The third-generation dual-source CT non-linear fusion technology can transform two-energy image into single energy at any energy level within 40 kev - 190 kev (virtual monoenergetic reconstructions Mono+) image. The lower the energy level is, the stronger the image contrast is. Thus, the contrast-enhanced blood vessels and lesions have a better contrast than the normal single-energy CT scan in the low-power single-spectrum image. In recent years, the application of this technology has been reported constantly. Through the study of a group of pancreatic tumor patients, Davide Bellini and other scholars found that when the energy value was less than 70 keV, Mono+ could overcome the significant noise of normal Mono images to improve image quality. The objective image quality evaluation showed that the best contrast-noise ratio could be obtained in the Mono+ 40 kev energy level. The subjective image quality evaluation considered that the optimal image quality could be obtained in Mono+ 55 kev energy level [9] . Similarly, the study of Claudia Frellese and other scholars on the image quality between pancreatic cancer lesions and normal pancreatic tissue also found that the optimal image quality was obtained in the Mono+ 55 kev energy value [4] . And the application of renal tumor CTA is relatively rare.
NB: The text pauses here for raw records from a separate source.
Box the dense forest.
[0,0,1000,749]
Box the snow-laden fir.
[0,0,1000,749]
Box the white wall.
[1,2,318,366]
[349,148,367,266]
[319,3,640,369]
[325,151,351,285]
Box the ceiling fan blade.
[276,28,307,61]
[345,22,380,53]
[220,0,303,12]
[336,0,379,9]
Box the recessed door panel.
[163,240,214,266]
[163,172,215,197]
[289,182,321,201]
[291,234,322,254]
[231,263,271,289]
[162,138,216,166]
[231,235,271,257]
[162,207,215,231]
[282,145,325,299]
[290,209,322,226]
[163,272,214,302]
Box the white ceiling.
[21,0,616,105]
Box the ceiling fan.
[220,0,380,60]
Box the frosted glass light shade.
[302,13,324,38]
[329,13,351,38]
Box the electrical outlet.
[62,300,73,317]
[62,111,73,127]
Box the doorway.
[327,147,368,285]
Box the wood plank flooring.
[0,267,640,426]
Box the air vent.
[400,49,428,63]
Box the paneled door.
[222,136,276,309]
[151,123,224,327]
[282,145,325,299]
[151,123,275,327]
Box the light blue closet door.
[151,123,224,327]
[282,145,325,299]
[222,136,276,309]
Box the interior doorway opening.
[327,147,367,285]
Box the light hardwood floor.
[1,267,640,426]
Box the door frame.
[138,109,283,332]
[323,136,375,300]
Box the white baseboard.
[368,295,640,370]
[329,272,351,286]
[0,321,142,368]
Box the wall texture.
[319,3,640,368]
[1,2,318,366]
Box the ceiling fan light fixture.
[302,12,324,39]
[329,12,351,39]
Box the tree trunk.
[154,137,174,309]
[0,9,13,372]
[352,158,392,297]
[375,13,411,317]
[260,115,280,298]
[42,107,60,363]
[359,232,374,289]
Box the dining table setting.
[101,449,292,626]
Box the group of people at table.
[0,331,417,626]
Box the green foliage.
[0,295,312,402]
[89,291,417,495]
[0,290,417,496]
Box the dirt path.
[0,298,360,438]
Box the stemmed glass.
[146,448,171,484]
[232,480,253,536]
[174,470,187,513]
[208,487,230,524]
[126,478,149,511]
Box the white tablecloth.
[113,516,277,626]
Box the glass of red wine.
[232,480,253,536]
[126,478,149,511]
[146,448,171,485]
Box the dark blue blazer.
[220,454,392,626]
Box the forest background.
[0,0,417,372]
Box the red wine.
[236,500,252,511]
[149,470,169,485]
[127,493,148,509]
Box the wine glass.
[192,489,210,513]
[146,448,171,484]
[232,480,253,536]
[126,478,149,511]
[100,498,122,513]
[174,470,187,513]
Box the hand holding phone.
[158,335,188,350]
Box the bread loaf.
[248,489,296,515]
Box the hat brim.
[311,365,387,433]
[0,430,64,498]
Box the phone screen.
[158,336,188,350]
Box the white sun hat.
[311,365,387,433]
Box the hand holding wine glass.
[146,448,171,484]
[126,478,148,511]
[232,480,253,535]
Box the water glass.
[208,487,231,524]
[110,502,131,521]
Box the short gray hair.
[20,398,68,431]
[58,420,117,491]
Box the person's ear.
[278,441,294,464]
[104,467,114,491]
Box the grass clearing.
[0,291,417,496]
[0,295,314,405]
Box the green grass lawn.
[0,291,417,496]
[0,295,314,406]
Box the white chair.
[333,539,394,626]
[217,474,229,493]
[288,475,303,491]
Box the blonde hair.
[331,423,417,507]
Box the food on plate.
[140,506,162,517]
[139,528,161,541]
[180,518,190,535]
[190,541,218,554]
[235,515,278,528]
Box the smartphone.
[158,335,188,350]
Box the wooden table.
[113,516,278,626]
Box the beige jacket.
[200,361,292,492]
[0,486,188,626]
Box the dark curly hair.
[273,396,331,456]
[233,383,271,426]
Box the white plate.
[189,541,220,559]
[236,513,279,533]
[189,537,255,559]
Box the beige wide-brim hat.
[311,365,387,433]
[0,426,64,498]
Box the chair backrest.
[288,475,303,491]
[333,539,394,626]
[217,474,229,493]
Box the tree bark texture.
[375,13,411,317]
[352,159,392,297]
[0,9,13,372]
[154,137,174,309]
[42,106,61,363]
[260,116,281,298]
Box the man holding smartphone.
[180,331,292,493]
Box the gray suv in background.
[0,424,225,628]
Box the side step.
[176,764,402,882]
In this paper, the quality of CTA image of renal cancer patients taking low iodine concentration (300 mg/ml) contrast agent and high iodine concentration (350 mg/ml) contrast agent respectively was compared by retrospective study. It was found that the image quality of patients taking high iodine concentration contrast agent was better. There was statistically significant difference in CT value, SNR, CNR and other objective image quality evaluation indexes between the two groups. There was also statistically significant difference in subjective image quality score between the two groups. Images quality of patients taking low iodine concentration contrast agent was evaluated after the non-linear fusion to generate virtual single energy images (Mono+ 55 kev). There was no significant difference in CT value, SNR, CNR and other objective image quality evaluation indexes compared with those of the control group, and there was no significant difference in subjective image quality scores between the two groups of images (Figure 1).
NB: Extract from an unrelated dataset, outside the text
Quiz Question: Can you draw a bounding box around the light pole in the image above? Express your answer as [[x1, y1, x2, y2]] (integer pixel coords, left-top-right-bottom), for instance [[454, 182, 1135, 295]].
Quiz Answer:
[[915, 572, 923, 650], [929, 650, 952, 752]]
To sum up, the dual-energy CT non-linear fusion technique can improve the CTA image quality of patients with renal cancer and increase the contrast between blood vessel and surrounding tissue, tumor and surrounding tissue, so that patients with low iodine concentration contrast agent can have CTA images with the same quality as that of patients with high iodine concentration. It is undoubtedly possible to reduce the risk of hepatic and renal impairment in patients with low iodine concentration contrast agent. Therefore, the dual-energy CT non-linear fusion technology is worthy of popularization.